Rachel Carson: Legacy and Challenge, co-edited by Lisa H. Sideris, assistant professor of religious studies at Indiana University Bloomington, examines the contested influence of Silent Spring along with Carson's earlier work, such as The Sea Around Us and her posthumously published The Sense of Wonder.
"Rachel Carson's life work shows us how a sense of wonder can be a virtue, perhaps a keystone virtue in our time of reckless destruction, a source of decency, hope and restraint," write Sideris and co-editor Kathleen Dean Moore, distinguished professor of philosophy at Oregon State University.
Published by SUNY Press, Rachel Carson: Legacy and Challenge incorporates a range of perspectives, in keeping with Carson's own multidisciplinary approach. Contributors include a poet, a philosopher, an entomologist and scholars of ethics, history and gender. There are chapters by activists Terry Tempest Williams and Sandra Steingraber, leading voices on the dangers of nuclear waste and toxic chemicals.
The idea for the book grew out of a series of lectures at Oregon State in 2002 celebrating the 40th anniversary of the publication of Silent Spring. It appears shortly after the centennial of Carson's birth; she was born in 1907 and died from breast cancer in 1964.
Sideris said Carson was a multi-faceted figure whose work combined an understanding of and appreciation for science with a spiritual and ethical appreciation for nature.
"I think what's revolutionary about her was that she was really the first person to make the argument that humans have a moral obligation to nature. That's something we take for granted now," she said.

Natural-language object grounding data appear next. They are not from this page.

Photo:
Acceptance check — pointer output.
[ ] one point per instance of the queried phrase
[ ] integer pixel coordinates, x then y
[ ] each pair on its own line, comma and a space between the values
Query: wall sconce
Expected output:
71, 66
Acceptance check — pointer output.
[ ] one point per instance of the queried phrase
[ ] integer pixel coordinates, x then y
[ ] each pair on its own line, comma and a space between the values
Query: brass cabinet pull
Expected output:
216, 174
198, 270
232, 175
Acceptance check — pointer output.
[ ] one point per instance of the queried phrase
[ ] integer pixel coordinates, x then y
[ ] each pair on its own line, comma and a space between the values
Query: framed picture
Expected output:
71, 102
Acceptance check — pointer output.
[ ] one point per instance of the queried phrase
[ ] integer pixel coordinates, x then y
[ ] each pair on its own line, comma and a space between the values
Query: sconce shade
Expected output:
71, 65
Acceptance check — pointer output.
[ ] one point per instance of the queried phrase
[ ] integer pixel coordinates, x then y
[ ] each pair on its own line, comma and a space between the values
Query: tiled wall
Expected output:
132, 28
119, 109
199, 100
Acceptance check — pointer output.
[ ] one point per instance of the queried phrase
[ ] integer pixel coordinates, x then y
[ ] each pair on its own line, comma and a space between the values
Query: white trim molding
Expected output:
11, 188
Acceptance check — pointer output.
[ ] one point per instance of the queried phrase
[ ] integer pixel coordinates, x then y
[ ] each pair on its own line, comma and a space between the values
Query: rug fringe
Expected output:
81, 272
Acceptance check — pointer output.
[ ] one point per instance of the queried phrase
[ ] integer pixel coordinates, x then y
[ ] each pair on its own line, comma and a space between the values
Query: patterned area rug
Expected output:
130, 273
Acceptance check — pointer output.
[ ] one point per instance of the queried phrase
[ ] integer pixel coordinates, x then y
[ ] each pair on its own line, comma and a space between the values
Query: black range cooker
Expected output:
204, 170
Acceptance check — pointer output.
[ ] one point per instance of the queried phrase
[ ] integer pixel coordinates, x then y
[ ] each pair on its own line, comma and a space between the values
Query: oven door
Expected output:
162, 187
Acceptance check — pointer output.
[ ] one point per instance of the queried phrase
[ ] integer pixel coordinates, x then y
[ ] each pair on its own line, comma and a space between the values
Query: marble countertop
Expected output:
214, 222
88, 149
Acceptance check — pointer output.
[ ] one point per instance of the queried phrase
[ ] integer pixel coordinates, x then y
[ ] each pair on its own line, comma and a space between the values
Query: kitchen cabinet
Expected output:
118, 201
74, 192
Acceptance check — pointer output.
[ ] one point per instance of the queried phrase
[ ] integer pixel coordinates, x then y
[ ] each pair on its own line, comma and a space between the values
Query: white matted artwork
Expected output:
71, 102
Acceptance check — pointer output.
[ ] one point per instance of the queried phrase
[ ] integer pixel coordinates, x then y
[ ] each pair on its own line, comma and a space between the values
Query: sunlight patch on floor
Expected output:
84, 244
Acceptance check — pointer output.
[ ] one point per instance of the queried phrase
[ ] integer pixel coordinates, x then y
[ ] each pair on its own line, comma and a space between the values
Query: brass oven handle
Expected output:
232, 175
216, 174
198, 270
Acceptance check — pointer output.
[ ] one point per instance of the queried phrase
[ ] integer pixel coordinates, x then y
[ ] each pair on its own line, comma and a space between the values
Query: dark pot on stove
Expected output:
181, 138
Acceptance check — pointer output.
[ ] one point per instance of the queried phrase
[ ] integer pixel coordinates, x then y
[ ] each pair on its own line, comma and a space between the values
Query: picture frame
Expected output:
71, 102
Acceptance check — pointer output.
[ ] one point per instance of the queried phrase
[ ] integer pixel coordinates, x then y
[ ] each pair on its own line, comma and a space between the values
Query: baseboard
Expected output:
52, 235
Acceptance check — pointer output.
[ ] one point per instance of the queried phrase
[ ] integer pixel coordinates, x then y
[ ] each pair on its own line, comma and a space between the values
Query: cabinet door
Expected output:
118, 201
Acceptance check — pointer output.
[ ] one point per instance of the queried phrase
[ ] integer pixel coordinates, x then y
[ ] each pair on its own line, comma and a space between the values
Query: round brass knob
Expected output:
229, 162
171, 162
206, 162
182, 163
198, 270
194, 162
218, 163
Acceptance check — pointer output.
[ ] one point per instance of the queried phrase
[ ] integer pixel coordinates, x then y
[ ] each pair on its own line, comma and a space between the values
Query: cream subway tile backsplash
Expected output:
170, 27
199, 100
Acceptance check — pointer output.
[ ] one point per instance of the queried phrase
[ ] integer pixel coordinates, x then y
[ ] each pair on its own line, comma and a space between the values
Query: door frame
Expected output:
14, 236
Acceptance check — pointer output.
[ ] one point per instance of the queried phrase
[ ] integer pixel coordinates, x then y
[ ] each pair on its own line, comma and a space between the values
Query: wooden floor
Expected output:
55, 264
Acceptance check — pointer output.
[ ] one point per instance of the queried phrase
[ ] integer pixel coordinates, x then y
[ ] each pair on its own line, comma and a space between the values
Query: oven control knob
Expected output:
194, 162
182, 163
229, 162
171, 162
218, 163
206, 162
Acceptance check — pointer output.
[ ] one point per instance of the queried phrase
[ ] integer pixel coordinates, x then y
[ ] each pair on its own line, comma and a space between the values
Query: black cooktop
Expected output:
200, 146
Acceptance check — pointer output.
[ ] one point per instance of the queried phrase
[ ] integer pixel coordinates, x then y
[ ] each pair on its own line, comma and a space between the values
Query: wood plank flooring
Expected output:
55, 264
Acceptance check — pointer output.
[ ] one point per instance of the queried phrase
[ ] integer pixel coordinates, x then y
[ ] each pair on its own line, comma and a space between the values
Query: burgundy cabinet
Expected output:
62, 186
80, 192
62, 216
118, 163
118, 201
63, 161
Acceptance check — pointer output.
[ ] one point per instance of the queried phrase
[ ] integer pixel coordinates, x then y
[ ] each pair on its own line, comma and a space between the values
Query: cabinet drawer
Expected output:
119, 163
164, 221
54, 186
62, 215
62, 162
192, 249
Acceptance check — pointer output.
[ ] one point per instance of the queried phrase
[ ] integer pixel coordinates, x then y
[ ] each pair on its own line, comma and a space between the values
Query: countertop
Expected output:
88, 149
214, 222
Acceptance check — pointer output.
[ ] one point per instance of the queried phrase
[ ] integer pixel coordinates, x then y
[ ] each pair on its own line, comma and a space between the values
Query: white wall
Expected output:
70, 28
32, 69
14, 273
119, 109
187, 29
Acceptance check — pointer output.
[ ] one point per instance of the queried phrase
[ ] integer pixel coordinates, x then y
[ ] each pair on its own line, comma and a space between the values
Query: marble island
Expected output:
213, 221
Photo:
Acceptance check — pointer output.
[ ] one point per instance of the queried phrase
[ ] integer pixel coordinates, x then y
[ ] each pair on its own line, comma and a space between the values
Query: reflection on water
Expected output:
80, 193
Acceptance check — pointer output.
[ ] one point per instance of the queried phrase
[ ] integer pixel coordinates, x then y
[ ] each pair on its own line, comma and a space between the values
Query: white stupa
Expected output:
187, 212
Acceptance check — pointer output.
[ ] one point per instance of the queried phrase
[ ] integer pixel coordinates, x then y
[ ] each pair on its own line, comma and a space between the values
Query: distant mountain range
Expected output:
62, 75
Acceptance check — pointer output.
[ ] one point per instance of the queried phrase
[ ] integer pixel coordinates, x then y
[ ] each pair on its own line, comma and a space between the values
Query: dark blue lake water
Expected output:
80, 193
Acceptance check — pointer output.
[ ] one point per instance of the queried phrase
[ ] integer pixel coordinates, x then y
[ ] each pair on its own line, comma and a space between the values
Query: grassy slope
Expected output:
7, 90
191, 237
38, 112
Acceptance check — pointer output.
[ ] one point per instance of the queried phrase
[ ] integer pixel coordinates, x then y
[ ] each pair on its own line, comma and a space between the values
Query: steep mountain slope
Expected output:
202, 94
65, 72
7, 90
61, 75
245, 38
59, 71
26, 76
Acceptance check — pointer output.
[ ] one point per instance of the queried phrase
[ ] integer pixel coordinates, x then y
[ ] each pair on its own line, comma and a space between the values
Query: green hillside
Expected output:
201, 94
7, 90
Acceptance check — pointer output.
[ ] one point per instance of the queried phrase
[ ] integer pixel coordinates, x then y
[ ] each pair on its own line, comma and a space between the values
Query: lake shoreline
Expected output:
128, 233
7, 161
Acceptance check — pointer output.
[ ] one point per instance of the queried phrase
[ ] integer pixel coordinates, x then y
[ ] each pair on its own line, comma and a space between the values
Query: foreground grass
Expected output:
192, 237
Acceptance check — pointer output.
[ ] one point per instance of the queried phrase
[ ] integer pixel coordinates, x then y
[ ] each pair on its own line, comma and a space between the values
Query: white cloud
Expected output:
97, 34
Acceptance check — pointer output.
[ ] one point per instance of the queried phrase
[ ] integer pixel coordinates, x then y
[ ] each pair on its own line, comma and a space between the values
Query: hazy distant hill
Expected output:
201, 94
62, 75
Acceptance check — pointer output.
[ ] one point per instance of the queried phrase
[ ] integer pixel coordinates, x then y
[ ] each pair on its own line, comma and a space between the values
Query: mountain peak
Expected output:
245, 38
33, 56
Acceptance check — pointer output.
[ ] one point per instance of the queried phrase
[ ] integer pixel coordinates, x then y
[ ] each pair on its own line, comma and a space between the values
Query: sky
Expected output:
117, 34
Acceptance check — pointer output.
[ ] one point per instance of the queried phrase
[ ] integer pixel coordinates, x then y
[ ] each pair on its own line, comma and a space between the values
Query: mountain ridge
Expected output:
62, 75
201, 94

The book is divided into five parts, titled A Legacy of Activism and Advocacy, Ethics on Land and at Sea, Reflections on Gender and Science, An Ongoing Toxic Discourse and A Legacy of Wonder. One chapter addresses the continuing symbolic power of DDT. (Some critics accuse Carson of "genocide" for inspiring a ban on a pesticide that killed malaria-carrying mosquitoes). Another looks at the gender bias that Carson faced writing in the "man's world" of science; it is titled "Silence, Miss Carson!", the headline on a review of Silent Spring in Chemical and Engineering News.

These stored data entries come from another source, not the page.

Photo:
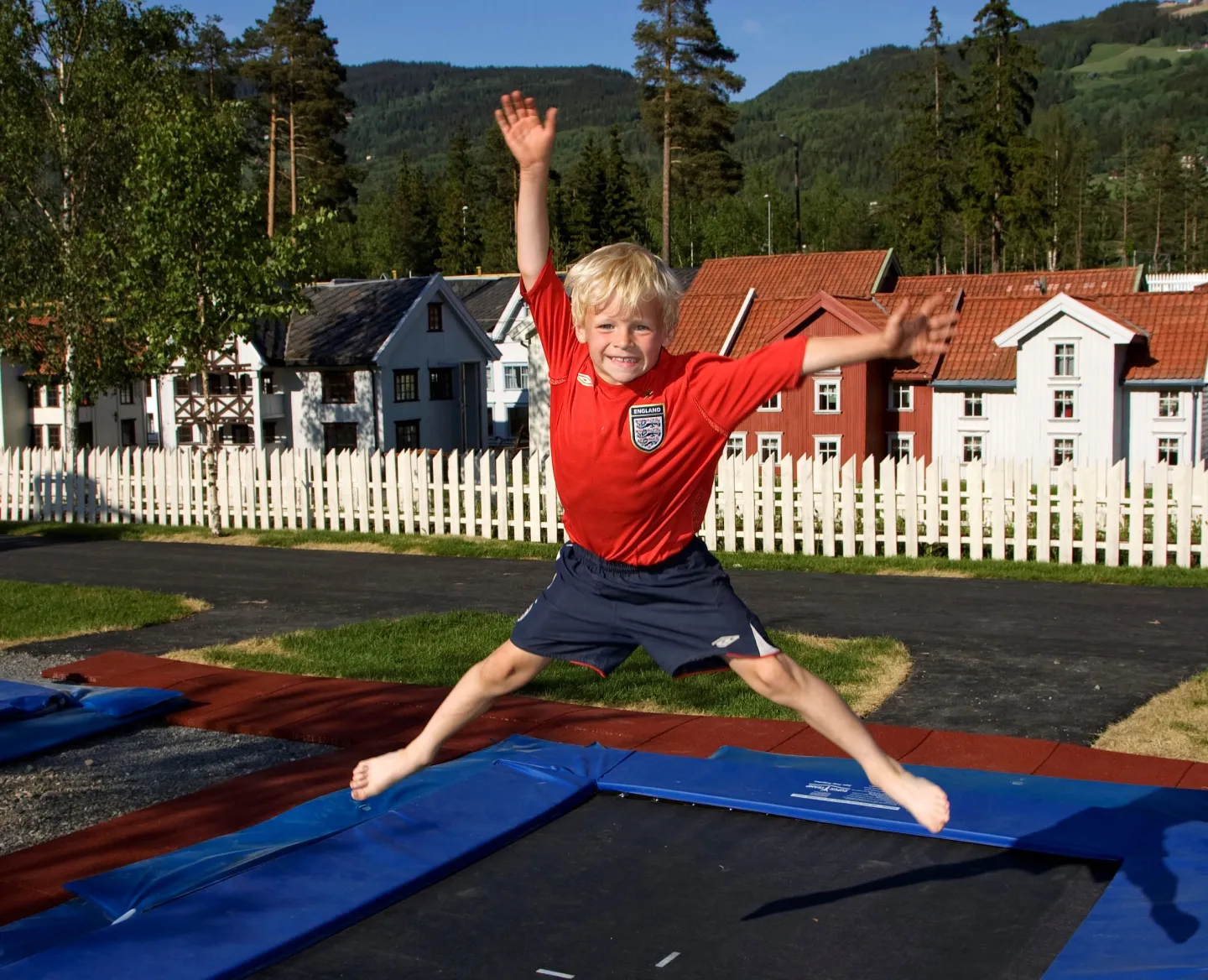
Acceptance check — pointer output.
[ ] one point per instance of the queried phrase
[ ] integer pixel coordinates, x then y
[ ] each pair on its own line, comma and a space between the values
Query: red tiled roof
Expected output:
972, 354
1178, 334
1081, 283
780, 283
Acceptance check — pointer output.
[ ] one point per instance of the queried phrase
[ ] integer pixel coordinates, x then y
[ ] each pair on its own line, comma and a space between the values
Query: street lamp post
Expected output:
796, 180
768, 200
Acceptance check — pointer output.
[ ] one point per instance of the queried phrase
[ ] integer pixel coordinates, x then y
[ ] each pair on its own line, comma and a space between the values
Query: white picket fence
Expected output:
994, 510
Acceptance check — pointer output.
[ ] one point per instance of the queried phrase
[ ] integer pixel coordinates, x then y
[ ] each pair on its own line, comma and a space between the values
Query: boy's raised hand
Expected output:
529, 139
919, 334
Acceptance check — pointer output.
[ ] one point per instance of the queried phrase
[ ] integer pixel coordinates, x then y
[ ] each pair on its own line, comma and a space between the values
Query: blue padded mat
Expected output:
38, 717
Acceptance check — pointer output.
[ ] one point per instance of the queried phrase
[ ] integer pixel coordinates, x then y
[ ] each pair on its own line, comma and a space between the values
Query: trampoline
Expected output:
534, 859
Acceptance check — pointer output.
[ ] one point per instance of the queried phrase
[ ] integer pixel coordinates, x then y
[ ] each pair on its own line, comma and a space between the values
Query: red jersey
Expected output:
634, 463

Sideris contributes essays on the relationship between Carson's breast cancer and her understanding of the environment and on the religious aspects of her work. While Carson wasn't a regular churchgoer, the influence of her Presbyterian upbringing shows up in her criticism of humans as "puffed up with pride" in their attempts to control nature, Sideris said.

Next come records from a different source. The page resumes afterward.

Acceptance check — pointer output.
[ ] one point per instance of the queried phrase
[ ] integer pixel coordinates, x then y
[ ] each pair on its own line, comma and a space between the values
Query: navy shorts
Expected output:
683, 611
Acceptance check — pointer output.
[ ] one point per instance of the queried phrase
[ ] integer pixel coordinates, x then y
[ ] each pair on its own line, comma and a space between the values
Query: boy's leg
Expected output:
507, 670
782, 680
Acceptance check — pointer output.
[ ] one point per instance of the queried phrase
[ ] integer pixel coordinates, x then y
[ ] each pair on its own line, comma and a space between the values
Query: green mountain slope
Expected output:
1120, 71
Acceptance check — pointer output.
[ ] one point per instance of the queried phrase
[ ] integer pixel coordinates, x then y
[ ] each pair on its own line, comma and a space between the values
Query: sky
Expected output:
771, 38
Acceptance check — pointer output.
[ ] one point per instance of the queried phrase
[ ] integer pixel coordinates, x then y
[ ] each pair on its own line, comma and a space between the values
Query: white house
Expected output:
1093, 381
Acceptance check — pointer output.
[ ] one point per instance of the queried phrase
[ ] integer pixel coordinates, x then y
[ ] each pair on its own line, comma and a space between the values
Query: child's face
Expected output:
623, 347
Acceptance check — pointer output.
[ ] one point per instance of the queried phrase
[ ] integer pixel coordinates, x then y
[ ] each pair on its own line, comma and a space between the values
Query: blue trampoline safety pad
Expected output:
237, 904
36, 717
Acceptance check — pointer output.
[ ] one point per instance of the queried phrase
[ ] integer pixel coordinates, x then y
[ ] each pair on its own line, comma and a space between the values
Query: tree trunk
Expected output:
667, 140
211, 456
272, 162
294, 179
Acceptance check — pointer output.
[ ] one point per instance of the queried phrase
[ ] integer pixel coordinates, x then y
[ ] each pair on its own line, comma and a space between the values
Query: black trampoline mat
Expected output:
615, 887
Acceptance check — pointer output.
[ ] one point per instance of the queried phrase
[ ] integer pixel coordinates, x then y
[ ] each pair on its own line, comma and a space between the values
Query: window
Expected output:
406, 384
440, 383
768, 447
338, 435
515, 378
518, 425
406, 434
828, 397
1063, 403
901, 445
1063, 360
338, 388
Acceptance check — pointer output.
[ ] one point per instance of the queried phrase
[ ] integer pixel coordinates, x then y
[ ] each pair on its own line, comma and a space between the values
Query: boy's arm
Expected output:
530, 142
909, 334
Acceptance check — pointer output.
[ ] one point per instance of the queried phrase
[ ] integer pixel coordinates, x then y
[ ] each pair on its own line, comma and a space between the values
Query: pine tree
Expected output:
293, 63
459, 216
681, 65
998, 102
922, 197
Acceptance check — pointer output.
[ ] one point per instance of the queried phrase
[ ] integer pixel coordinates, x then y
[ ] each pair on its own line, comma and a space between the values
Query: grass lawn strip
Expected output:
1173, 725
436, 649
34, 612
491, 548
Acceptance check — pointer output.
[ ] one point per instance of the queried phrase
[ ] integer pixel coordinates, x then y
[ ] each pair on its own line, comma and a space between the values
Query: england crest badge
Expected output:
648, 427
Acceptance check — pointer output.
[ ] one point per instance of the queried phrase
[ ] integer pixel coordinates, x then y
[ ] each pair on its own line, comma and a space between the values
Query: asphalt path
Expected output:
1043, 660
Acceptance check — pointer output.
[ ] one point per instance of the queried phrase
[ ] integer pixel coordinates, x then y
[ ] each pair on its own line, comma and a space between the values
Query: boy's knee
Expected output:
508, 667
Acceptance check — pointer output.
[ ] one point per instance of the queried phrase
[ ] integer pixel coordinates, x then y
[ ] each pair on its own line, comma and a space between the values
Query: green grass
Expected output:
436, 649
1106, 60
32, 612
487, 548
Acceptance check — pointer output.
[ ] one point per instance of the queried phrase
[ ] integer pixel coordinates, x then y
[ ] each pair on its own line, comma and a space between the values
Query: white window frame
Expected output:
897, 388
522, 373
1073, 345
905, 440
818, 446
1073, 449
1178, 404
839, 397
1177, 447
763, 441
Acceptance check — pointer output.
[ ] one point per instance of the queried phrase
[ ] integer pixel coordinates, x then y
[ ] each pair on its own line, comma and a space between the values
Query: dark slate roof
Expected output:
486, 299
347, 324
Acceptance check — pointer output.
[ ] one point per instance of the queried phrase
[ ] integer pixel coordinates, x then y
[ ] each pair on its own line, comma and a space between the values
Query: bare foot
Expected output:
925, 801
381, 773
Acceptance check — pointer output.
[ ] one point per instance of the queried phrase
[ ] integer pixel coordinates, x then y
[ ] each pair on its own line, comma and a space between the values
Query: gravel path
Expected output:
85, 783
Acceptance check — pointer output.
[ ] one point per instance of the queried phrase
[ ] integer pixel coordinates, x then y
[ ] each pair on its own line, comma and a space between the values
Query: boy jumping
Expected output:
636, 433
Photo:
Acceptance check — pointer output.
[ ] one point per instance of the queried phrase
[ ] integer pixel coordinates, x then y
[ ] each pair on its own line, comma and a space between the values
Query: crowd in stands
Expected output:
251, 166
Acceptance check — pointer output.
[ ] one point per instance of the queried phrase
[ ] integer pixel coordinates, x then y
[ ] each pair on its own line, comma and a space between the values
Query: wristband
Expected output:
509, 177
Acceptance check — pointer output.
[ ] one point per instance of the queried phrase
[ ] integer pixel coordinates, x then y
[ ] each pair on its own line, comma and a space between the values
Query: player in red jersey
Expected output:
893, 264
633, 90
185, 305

Carson's outrage over the destruction of nature, the book makes clear, grew directly from her appreciation of the beauty, complexity and mystery of the natural world. In 1956, six years before Silent Spring, Carson wrote an article, "Help Your Child to Wonder," for the magazine Woman's Home Companion. Published after Carson's death as The Sense of Wonder, that celebration of the healing power of nature and the moral significance of wonder "is really her last word," Sideris said.